Добавить в цитаты Настройки чтения

Страница 87 из 96



Несмотря на то что в мастерской было холодно, Клод наскоро надел только брюки и туфли и в одной рубашке стоял на лестнице перед своей картиной. Палитра лежала у него в ногах; в одной руке он держал свечу, другою — писал. Глаза его были расширены, как у лунатика, движения точные и деревянные, он поминутно наклонялся, чтобы набрать краску, снова поднимался, и его фигура отбрасывала на стену огромную причудливую тень, а угловатые движения казались автоматическими. Дыхания его не было слышно, и во всей огромной темной комнате стояла пугающая тишина.
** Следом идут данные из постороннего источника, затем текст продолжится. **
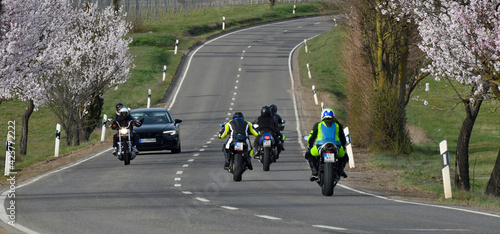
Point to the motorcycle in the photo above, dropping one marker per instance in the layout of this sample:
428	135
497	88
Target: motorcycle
328	175
125	152
267	150
238	150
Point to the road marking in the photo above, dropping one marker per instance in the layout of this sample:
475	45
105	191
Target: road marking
330	227
230	208
268	217
202	199
432	230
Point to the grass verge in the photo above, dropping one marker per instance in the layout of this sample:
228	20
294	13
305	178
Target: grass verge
434	112
152	47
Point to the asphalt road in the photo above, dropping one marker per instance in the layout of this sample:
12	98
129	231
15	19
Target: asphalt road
189	192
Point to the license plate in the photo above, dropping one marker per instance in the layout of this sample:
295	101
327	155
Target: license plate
147	140
329	157
238	146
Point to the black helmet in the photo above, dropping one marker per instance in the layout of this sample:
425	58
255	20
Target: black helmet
124	112
274	108
265	111
118	107
238	115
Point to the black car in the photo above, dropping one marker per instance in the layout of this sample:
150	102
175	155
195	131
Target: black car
159	131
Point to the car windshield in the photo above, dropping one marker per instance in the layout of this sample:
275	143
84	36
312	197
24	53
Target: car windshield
158	117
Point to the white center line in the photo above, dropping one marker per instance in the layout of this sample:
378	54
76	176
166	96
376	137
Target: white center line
268	217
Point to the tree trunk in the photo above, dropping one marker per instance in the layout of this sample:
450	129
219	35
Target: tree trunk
23	145
493	187
93	118
462	155
271	4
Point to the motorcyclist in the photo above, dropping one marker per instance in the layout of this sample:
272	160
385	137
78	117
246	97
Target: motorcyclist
266	123
328	129
123	119
281	126
236	126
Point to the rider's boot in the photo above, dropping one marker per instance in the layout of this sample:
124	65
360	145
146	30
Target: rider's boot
249	162
314	170
342	163
226	159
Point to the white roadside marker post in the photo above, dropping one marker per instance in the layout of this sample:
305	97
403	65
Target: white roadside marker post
164	71
315	96
149	97
445	159
349	147
8	154
103	130
58	139
308	70
176	45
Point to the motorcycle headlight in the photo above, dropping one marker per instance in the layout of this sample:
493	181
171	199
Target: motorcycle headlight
170	132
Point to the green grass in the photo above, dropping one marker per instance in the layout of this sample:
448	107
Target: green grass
440	119
326	72
152	47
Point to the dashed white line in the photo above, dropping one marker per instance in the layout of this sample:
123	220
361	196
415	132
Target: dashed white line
230	208
202	199
268	217
330	227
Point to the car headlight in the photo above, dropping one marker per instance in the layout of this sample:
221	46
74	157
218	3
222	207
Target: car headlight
171	132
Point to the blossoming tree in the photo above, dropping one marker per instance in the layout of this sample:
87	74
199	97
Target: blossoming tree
462	40
29	31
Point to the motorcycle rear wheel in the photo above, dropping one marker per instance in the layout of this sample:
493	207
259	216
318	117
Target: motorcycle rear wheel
266	161
327	178
238	167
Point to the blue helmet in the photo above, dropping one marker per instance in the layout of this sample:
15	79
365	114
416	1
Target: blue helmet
327	114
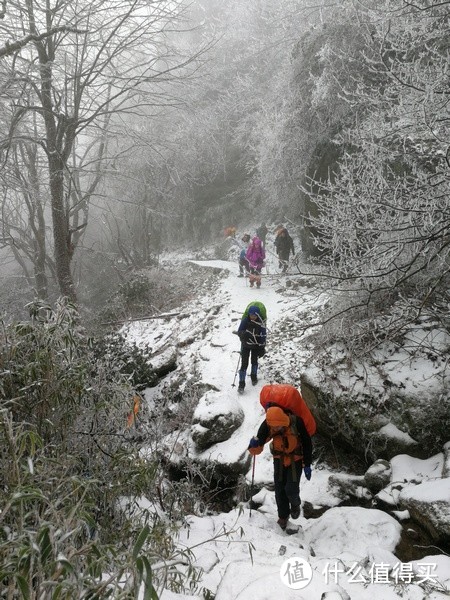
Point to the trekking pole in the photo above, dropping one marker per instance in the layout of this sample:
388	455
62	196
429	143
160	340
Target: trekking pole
236	372
251	485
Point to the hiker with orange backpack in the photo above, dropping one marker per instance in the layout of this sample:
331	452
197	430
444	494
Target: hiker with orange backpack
291	448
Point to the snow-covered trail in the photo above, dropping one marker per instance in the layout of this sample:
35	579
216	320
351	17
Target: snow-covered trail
342	539
219	369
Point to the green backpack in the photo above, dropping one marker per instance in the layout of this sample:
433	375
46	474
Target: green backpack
261	307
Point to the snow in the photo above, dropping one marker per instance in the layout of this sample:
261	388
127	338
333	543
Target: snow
241	552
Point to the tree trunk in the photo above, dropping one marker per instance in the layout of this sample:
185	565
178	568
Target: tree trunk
61	235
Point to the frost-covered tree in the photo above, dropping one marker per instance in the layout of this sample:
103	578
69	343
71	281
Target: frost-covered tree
383	217
69	72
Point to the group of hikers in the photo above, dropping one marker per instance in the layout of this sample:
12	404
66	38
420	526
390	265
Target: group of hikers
252	251
288	423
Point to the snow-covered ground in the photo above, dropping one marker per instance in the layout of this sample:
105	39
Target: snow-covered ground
348	552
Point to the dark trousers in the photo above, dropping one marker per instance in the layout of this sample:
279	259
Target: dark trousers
245	355
287	485
283	259
243	265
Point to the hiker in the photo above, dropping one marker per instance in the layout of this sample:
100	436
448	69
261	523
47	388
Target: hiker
284	244
230	232
291	448
243	262
255	255
252	333
261	232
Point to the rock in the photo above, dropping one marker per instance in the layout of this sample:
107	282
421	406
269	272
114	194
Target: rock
390	441
429	505
215	419
349	485
446	467
378	476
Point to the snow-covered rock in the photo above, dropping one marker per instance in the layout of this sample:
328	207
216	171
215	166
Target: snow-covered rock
377	476
215	419
429	504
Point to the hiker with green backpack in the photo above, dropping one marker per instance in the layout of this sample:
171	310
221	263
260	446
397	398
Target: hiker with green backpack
252	333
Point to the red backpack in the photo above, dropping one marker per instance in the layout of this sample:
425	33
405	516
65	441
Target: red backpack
288	398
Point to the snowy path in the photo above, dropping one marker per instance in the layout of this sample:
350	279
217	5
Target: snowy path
342	539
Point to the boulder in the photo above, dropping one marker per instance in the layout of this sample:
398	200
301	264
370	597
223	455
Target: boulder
429	505
389	441
215	419
446	467
349	485
377	476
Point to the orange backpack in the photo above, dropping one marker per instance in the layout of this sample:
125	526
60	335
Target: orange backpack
289	398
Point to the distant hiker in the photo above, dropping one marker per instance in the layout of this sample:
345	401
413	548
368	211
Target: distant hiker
255	255
261	232
230	232
243	262
291	448
252	333
284	244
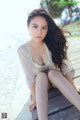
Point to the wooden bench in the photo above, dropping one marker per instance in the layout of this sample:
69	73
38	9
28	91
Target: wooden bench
59	108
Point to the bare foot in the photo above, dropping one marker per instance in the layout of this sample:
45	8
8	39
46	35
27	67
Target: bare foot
32	105
78	89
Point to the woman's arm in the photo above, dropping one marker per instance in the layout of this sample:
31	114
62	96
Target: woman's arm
32	90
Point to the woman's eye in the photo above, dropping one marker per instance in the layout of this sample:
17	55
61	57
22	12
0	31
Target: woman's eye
35	26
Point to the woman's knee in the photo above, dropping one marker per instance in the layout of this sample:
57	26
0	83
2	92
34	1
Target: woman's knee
52	73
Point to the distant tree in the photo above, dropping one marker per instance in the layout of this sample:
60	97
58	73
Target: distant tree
55	7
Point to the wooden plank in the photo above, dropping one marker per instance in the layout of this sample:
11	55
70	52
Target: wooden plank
55	105
56	101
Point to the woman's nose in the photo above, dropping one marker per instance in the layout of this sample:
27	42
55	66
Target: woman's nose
39	31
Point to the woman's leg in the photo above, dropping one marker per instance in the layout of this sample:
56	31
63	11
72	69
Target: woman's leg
65	87
69	77
41	90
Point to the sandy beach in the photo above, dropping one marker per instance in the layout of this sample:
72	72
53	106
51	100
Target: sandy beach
14	93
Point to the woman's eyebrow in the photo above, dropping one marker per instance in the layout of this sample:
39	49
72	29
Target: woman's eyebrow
42	26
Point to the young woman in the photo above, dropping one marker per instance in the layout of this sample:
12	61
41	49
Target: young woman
45	62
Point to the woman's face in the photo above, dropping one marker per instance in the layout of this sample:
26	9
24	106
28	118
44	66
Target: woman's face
38	28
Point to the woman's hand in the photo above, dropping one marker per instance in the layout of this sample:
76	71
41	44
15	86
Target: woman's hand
32	105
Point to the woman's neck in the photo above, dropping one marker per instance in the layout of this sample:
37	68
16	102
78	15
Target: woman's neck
36	44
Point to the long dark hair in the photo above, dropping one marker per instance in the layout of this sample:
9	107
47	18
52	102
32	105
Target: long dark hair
55	39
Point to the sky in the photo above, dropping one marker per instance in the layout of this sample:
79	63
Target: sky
13	17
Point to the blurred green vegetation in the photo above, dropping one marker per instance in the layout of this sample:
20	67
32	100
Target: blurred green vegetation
55	7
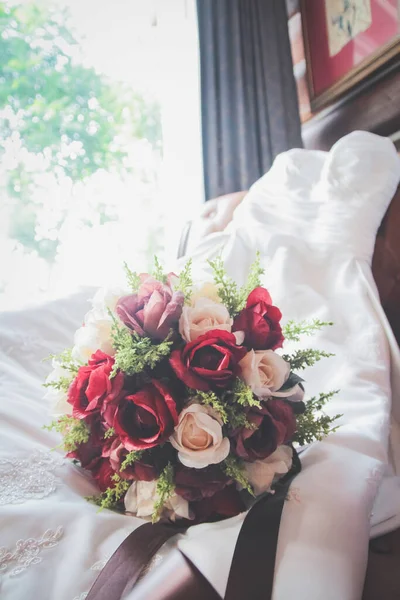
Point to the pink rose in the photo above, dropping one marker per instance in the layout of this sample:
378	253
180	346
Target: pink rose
264	371
205	315
153	311
198	437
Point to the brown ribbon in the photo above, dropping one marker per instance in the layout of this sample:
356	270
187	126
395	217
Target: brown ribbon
252	570
130	559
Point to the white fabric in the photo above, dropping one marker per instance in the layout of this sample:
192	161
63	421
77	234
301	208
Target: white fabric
314	218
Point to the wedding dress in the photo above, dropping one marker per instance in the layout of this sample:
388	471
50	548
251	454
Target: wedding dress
314	218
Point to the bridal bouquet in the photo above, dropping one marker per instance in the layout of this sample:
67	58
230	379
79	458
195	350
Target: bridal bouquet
178	399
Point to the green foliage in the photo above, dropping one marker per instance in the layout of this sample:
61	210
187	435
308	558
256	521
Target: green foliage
61	111
132	278
65	360
74	431
130	458
233	297
158	271
305	358
237	418
185	283
312	426
109	433
231	413
61	384
293	331
211	399
134	354
243	394
113	495
233	467
164	490
69	365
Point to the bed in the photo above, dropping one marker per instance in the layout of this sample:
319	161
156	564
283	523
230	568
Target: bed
54	544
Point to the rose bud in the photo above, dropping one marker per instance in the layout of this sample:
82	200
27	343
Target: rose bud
274	423
198	437
260	322
211	361
264	371
147	418
153	311
92	388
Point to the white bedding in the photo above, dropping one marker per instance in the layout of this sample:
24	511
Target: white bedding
314	218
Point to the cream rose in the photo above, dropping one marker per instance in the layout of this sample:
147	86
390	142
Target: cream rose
94	335
261	473
142	495
205	315
264	371
198	437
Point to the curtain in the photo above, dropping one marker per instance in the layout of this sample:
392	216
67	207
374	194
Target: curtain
248	92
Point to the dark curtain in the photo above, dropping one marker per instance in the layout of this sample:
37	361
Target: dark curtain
248	92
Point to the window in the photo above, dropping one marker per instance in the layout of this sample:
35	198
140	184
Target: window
99	140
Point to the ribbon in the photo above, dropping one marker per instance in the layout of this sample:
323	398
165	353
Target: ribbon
252	570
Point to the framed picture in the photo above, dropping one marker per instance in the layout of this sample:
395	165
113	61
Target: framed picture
346	40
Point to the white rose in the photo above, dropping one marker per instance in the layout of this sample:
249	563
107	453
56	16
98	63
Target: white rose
198	437
203	316
94	335
142	495
207	290
106	299
261	473
264	371
58	398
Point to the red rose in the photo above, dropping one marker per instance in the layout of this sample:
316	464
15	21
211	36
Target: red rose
103	475
196	484
260	322
141	469
276	424
92	387
147	418
226	503
153	311
211	361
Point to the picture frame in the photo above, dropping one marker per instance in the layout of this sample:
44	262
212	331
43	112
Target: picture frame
345	41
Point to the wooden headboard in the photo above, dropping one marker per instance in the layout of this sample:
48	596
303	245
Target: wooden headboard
374	106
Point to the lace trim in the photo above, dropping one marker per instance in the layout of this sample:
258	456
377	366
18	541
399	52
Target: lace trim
26	552
97	566
28	478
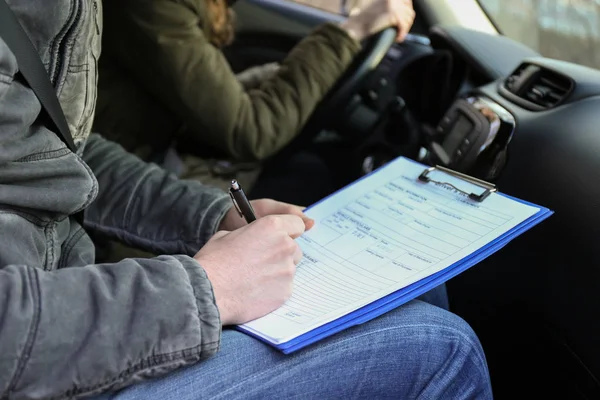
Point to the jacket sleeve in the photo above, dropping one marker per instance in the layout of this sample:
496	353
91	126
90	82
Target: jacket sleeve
78	331
72	330
175	61
133	196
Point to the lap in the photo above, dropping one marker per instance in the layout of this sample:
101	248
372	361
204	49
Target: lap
417	350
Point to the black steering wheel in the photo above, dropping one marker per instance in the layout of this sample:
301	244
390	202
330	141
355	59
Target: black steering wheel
374	48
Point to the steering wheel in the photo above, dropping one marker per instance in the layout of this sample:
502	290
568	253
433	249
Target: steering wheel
374	48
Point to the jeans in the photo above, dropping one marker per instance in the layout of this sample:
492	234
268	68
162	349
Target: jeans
416	351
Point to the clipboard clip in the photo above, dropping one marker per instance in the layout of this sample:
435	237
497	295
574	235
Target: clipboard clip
489	187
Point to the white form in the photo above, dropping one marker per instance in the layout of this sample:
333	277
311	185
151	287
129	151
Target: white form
379	235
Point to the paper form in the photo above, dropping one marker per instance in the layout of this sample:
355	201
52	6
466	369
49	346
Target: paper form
379	235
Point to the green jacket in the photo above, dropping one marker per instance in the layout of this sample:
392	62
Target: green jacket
160	77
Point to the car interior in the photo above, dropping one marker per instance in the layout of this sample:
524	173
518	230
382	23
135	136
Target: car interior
488	106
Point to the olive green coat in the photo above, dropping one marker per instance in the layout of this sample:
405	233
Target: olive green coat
160	78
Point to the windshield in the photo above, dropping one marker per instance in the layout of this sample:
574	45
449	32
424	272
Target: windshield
563	29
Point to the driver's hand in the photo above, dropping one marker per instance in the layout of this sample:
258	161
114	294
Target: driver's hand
378	15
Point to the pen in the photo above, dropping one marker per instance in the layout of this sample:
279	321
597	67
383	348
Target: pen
240	202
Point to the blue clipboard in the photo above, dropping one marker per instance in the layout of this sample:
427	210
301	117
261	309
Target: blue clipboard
410	292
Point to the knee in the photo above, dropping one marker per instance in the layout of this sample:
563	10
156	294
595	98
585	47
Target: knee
450	350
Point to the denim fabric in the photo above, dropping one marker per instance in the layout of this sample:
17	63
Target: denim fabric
418	351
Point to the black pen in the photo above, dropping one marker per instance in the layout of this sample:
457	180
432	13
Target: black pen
241	203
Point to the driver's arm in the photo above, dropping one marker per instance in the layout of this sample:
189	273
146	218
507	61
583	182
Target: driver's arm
162	44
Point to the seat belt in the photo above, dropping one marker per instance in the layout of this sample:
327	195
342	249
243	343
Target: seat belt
32	69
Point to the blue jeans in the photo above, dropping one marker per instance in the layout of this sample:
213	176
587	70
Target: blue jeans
416	351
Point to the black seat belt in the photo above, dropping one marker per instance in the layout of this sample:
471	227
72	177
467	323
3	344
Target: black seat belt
32	69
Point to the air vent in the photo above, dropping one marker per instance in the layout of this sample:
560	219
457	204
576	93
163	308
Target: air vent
539	87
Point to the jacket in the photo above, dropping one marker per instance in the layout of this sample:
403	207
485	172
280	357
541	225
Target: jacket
161	78
69	327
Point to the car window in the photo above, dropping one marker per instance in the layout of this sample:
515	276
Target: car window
563	29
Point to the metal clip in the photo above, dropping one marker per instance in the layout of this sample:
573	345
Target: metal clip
489	187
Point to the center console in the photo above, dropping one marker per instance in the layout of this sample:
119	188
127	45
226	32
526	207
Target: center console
472	137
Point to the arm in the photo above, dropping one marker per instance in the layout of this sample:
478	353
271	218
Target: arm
80	331
133	196
195	81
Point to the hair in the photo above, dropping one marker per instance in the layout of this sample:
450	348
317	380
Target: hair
220	24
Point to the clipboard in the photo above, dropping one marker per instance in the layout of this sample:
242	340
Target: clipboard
420	174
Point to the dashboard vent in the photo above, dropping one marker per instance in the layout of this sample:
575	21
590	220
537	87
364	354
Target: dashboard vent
539	87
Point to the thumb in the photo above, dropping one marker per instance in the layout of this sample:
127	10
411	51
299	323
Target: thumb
219	235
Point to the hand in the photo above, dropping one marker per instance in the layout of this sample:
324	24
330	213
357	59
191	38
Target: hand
252	268
262	208
381	14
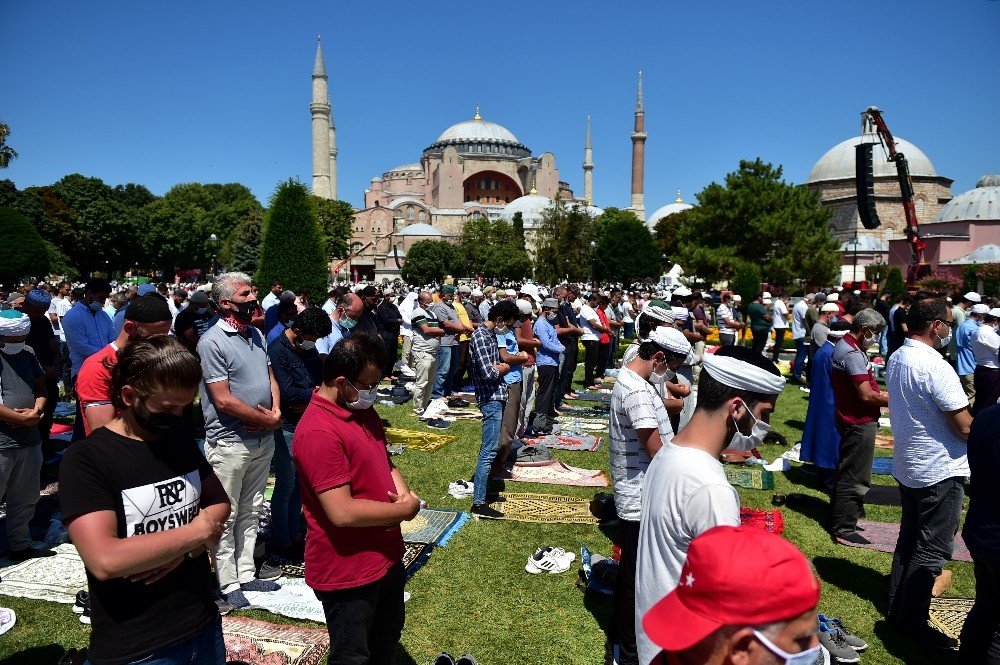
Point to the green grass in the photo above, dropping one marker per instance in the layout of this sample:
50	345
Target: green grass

Кристина задрожала, она поняла. Опять то же наваждение: час, проведенный Клодом там, на мосту Святых отцов, лишил его сна, привел сюда, сжигаемого желанием вновь увидеть свою картину, несмотря на ночное время. Без сомнения, Клод поднялся на лестницу только для того, чтобы приблизиться к полотну, насытить глаза его созерцанием. Затем, встревоженный каким-нибудь неверным тоном, огорченный подмеченным недостатком, он не мог дождаться утра, схватил кисть, сначала просто для какой-то подправки, а затем мало-помалу увлекся и, все поправляя и поправляя, стал наконец писать как завороженный при колеблющемся от каждого его движения слабом свете свечи, зажатой в кулаке. Его снова охватило бессильное творческое исступление, он расходовал себя, не отдавая себе отчета во времени, не замечая ничего вокруг: он хотел вдохнуть жизнь в свое творение сейчас же, немедленно!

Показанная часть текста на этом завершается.